International students feel at home during presidential visit

four people by wooden artwork
Tommy Remengesau stands next to the artwork created in Palau; from left to right are Palauan students Abigail Gbwonyo, Kimberly Shadel and Jedidah Mashiro.
Image credit - Amanda Pitts
two people standing by artwork, laughing
At left, Henry Matthews, director of galleries and collections, shares a laugh with Tommy Remengesau, president of Palau.
Image credit - Amanda Pitts

Three international students from the island nation of Palau were on hand when their country's president, a Grand Valley alumnus, visited campus in early November.

Tommy Remengesau graduated from Grand Valley in 1979 and established a scholarship to give students from Palau the opportunity to study away from home.

Kimberly Shadel said she came to Grand Valley for an opportunity to live away from the island and focus on her studies.
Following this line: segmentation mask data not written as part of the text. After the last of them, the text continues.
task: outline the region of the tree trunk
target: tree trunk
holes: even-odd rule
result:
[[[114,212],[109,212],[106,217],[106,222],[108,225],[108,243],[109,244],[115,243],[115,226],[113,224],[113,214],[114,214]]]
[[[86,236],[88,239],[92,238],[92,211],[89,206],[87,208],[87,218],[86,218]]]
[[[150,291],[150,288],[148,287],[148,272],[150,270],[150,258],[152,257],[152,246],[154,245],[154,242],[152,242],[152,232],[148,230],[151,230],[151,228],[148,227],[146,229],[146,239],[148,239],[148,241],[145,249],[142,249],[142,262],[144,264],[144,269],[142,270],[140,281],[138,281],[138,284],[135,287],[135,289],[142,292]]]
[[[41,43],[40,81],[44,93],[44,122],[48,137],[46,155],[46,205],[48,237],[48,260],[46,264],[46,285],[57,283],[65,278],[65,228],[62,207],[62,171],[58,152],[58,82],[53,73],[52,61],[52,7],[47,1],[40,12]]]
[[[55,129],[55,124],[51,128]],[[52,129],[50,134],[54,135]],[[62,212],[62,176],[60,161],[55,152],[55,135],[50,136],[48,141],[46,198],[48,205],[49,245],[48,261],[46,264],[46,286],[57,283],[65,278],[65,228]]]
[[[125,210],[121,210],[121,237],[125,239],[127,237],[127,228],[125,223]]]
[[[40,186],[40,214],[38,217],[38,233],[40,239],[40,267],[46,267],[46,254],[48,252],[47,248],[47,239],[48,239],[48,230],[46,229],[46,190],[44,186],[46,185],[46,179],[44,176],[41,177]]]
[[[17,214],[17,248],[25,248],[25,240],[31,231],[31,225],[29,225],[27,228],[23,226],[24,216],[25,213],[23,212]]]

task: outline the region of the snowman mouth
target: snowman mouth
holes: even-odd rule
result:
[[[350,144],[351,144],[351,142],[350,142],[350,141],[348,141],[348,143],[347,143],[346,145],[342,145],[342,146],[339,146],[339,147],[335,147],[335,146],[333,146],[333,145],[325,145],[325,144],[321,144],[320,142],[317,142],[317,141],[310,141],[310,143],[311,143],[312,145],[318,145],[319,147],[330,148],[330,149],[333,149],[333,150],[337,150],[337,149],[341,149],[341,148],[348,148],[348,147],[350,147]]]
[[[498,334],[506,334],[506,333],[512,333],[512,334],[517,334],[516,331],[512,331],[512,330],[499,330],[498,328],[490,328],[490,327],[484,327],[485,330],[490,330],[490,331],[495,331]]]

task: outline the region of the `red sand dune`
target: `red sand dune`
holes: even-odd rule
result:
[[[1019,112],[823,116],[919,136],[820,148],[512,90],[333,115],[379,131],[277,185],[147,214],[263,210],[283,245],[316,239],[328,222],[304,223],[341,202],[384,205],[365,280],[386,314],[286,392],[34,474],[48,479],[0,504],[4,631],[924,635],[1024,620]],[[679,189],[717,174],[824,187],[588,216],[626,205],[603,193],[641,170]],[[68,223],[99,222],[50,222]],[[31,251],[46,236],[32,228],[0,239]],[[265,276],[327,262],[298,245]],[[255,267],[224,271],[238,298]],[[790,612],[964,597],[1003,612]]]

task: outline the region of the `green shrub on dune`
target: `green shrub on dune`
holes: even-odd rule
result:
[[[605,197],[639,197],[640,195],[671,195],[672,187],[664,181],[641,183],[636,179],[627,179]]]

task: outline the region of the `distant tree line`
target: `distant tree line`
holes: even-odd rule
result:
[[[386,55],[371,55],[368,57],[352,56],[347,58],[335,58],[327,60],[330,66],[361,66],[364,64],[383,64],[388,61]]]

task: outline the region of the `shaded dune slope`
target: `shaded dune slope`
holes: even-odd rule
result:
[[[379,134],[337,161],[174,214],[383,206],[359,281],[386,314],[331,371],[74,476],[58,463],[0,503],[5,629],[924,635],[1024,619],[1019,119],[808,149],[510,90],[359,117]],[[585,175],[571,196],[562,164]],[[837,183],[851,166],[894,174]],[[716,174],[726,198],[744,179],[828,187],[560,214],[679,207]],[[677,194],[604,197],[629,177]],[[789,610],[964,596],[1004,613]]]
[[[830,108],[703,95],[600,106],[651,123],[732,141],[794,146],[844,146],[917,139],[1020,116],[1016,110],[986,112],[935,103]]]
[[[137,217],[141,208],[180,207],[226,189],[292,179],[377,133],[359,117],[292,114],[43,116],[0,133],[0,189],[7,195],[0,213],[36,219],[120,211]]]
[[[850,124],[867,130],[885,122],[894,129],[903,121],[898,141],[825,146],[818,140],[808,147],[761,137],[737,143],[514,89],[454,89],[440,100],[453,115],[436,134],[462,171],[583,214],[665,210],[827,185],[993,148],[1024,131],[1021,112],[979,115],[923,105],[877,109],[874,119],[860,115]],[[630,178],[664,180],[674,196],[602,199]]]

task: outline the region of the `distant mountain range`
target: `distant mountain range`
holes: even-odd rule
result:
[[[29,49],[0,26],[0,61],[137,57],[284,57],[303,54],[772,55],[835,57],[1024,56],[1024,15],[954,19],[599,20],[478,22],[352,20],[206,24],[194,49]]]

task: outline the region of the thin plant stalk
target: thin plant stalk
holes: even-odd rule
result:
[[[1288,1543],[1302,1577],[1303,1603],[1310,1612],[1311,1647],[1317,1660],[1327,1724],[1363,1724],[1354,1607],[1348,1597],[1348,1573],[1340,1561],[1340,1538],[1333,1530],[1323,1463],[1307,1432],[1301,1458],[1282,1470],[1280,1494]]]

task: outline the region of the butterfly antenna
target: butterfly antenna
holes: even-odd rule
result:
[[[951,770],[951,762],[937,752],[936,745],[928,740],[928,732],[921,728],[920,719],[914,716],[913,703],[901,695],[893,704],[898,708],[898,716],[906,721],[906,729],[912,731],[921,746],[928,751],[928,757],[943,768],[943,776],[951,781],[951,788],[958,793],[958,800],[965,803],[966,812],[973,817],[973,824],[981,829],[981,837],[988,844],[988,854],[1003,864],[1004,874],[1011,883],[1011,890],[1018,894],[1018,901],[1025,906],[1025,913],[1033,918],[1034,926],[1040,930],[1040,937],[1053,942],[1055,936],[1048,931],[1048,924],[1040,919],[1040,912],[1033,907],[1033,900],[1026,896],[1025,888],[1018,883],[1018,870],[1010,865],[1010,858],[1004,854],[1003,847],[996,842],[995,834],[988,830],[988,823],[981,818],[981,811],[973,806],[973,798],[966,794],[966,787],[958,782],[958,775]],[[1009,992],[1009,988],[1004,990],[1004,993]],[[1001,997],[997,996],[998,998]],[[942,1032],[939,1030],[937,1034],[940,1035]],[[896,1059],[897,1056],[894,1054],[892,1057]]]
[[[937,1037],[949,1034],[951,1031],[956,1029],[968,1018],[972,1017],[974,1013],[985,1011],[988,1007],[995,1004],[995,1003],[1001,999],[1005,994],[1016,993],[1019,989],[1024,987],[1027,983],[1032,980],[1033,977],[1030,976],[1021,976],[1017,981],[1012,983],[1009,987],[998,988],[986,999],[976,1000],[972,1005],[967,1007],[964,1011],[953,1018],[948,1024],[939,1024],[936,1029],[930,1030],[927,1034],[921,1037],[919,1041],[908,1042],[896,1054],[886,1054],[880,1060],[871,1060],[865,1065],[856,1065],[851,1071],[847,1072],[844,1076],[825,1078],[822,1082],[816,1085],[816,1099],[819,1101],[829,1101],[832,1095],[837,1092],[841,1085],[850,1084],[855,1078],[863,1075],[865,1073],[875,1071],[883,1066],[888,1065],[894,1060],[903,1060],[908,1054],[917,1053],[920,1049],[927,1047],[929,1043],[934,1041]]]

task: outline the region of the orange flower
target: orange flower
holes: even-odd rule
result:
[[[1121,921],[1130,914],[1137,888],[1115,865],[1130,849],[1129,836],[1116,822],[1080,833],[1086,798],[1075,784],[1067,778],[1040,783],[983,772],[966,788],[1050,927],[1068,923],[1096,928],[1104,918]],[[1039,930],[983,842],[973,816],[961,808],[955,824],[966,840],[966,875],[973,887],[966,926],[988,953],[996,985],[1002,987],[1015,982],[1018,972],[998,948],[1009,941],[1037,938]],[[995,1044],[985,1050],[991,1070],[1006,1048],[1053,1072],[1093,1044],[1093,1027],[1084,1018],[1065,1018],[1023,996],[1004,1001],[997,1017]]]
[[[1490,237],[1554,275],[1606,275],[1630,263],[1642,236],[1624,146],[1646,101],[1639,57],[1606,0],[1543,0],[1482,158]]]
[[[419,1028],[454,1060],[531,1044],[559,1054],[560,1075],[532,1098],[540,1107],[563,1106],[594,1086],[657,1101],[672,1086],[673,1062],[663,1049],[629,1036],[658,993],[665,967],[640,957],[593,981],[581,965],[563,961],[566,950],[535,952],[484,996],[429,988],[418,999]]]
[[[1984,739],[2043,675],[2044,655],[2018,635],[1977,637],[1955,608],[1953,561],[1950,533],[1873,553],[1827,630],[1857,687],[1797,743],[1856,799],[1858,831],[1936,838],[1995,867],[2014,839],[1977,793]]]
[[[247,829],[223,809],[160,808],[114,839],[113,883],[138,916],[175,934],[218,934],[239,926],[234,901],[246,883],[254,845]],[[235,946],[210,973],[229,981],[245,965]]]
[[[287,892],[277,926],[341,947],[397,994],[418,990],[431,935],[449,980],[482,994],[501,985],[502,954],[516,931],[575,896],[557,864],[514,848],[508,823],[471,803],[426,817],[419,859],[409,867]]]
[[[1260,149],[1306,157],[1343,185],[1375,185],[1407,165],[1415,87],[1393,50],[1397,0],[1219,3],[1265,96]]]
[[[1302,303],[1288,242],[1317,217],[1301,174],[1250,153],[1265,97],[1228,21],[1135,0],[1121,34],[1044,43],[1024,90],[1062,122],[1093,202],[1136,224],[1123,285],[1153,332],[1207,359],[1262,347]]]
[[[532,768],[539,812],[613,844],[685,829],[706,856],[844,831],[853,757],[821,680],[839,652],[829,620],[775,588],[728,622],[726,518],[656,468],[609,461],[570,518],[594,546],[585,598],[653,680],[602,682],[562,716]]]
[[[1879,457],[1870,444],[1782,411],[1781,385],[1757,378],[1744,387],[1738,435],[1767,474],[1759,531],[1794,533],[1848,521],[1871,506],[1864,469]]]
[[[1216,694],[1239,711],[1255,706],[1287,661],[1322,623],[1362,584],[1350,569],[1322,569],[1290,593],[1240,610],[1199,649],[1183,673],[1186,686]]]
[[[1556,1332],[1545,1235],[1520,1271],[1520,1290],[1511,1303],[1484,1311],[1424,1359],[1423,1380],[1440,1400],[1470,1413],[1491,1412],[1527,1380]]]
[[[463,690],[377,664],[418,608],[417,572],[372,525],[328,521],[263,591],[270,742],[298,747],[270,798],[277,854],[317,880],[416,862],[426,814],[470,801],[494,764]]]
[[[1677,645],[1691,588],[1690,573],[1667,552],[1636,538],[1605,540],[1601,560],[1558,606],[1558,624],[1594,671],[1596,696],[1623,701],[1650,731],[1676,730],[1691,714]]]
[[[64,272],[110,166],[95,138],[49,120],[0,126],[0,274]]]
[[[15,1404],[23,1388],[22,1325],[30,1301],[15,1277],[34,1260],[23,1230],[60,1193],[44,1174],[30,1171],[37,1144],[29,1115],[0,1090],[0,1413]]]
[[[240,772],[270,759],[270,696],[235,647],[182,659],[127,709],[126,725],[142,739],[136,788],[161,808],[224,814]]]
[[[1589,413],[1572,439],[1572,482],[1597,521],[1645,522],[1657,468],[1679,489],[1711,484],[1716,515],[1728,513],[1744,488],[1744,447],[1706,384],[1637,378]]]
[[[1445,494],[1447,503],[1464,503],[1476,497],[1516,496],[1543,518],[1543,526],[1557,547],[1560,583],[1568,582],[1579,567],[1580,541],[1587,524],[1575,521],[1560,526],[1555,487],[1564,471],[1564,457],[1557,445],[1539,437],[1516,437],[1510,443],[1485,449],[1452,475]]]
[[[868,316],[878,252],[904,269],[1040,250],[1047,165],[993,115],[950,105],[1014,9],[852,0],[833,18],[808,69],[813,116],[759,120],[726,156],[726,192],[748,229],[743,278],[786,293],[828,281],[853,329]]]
Abigail Gbwonyo was inspired by her sister who graduated from Grand Valley, and Jedidah Mashiro received Remengesau’s scholarship.

All three said they agree that being away from the island has helped them focus on their studies more than if they had chosen to stay in Palau.

“Time here is very fast paced and there’s always something to do,” Mashiro said. “You don’t have an excuse to be bored, and if anything, you run out of time. Back home we have a lot of freedom and it’s very lax — the island life, I guess. You can always decide what you want to do in the middle of the day, but here the pace is set.”

They said they thankful to be in a place where they have a sense of community and familiarity. 

“I like how we’re next to Lake Michigan, so at least we aren’t land locked,” Shadel said. “I like the size of Grand Rapids because it isn’t too big, but it’s the next step up from the island.”

The students attended an event November 2, when a piece of artwork from Palau was dedicated to Remengesau in Lake Ontario Hall.

The artwork was purchased by Grand Valley from a gift shop on the ground's of a jail in Palau. The shop sells items made by prisoners who learn a skill or a trade.

The piece of art shows two different myths on each half of the carving. One side depicts the myth of a story about a spider and natural childbirth; the other is a representation of the myth of a breadfruit tree that could produce fish.